I’ve had a love-hate relationship with running for the last two decades (love being able to fit into my pants, hate the actual running). But I have great respect for the midlife athletes I know, so I’m not deriving any schadenfreude from Kevin Helliker’s article from Tuesday’s Wall Street Journal, One Running Shoe in the Grave. Helliker’s thesis: While running, like all forms of cardiovascular exercise, is undoubtedly beneficial to boomers, doing too much of it essentially erases many of the health benefits.
Helliker highlights a study in the British journal Heart that followed the exercise habits of more than 50,000 people for three decades. Helliker explains that while runners in the study group had a significantly lower death rate than non-runners, “those who ran a lot—more than 20 to 25 miles a week—lost that mortality advantage.” Another large study, also cited in Heart, found that runners who ran faster than 8 miles per hour also saw no mortality benefit from their exercise. (An 8-mph pace equates to a seven-and-a-half minute mile, much slower than the typical elite race-winner’s time.) Cardiologists offer several explanations, noting that older “extreme” athletes, while often healthier overall, are also more prone to cardiac abnormalities and atrial fibrillation, a heart arrhythmia that’s a leading cause of stroke.

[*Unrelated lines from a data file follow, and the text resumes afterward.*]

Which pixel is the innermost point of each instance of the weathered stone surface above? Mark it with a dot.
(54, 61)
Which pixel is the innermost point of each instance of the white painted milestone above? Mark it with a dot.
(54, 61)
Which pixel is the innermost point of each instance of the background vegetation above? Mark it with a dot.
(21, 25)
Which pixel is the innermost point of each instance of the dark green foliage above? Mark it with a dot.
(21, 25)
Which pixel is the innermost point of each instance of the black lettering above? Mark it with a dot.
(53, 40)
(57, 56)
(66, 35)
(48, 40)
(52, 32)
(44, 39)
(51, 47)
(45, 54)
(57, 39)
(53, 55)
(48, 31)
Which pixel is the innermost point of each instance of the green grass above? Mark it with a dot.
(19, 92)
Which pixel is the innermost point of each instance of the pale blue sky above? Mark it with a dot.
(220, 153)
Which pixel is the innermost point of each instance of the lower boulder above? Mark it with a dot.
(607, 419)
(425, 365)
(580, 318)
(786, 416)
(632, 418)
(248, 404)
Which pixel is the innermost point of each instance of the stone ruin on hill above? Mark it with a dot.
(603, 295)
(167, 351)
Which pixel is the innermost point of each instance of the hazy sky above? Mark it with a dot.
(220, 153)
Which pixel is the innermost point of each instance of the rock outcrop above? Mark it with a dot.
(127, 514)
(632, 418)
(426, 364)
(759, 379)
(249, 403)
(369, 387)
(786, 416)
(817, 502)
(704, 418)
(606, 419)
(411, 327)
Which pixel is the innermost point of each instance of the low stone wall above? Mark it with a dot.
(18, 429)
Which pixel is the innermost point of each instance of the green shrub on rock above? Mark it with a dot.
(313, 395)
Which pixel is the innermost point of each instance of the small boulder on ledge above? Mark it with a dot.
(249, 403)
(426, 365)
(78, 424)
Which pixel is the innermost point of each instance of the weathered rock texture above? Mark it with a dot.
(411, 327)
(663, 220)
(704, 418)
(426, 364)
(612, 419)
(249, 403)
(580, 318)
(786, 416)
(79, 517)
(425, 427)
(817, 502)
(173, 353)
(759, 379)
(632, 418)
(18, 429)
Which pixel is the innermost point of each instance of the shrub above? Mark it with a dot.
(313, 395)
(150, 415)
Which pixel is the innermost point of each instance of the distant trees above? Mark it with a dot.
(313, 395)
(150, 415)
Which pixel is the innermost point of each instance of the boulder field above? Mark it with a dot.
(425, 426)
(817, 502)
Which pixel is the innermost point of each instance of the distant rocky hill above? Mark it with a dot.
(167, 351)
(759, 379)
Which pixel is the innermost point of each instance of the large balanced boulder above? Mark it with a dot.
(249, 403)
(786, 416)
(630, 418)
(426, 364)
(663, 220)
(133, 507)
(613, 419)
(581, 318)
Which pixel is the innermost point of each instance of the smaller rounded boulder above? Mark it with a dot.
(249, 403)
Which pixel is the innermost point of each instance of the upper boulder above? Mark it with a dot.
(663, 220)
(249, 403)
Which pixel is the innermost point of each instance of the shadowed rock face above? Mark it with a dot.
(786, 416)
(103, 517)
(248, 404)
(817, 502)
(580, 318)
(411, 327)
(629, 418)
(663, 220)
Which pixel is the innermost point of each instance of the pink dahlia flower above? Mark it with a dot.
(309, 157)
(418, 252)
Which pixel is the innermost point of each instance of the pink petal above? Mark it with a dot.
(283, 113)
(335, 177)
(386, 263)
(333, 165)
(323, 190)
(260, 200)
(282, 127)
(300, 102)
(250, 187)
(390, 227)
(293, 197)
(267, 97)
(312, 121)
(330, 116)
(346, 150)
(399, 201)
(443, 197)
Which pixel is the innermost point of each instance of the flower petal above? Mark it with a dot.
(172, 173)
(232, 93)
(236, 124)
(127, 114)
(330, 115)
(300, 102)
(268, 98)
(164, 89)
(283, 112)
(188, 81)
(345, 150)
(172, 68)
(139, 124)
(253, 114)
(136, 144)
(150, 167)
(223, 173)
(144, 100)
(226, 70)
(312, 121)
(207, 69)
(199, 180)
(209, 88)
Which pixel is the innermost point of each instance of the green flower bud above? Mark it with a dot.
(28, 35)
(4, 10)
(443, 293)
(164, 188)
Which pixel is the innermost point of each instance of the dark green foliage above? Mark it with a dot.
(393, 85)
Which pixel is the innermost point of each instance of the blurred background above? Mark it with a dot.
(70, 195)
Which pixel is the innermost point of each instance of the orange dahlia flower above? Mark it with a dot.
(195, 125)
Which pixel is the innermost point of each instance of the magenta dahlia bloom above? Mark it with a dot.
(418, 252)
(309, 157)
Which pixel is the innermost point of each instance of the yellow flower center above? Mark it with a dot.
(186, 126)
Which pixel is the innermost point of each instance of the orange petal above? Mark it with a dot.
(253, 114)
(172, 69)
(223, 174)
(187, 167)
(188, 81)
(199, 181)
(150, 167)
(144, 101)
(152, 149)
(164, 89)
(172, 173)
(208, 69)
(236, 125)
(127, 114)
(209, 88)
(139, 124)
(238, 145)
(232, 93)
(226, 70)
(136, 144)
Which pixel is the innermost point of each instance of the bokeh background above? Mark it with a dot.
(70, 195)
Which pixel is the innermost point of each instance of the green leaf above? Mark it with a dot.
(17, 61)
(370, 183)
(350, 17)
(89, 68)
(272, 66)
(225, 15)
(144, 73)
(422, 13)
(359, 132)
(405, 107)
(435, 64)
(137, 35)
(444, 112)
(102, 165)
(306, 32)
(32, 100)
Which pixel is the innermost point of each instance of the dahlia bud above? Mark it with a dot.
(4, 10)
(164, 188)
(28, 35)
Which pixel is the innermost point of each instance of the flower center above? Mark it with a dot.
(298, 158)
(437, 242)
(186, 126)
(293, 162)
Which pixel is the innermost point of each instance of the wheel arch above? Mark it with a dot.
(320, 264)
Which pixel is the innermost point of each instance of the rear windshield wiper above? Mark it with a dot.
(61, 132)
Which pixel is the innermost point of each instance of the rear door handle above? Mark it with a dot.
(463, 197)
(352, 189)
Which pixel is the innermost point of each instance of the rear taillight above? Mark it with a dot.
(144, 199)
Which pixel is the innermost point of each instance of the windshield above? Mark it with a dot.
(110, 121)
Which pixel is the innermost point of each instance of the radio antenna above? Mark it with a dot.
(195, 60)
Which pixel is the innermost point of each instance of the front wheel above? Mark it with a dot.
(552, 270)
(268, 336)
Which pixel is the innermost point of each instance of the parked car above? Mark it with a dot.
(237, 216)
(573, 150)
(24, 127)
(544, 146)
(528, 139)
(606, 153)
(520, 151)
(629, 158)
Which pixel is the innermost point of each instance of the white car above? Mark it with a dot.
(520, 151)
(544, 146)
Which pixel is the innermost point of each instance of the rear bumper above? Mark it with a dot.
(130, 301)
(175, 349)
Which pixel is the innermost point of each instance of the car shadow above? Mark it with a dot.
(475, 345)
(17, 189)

This research isn’t decisive, of course, and every doctor and scientist knows that correlation isn’t the same as causation. But more of the cardiological establishment seems to be lining up behind the point of view of cardiologist James O’Keefe, the author of the new Heart study (and a former champion triathlete), who tells Helliker: “After age 50, pushing too hard is probably not good for one’s heart or longevity.”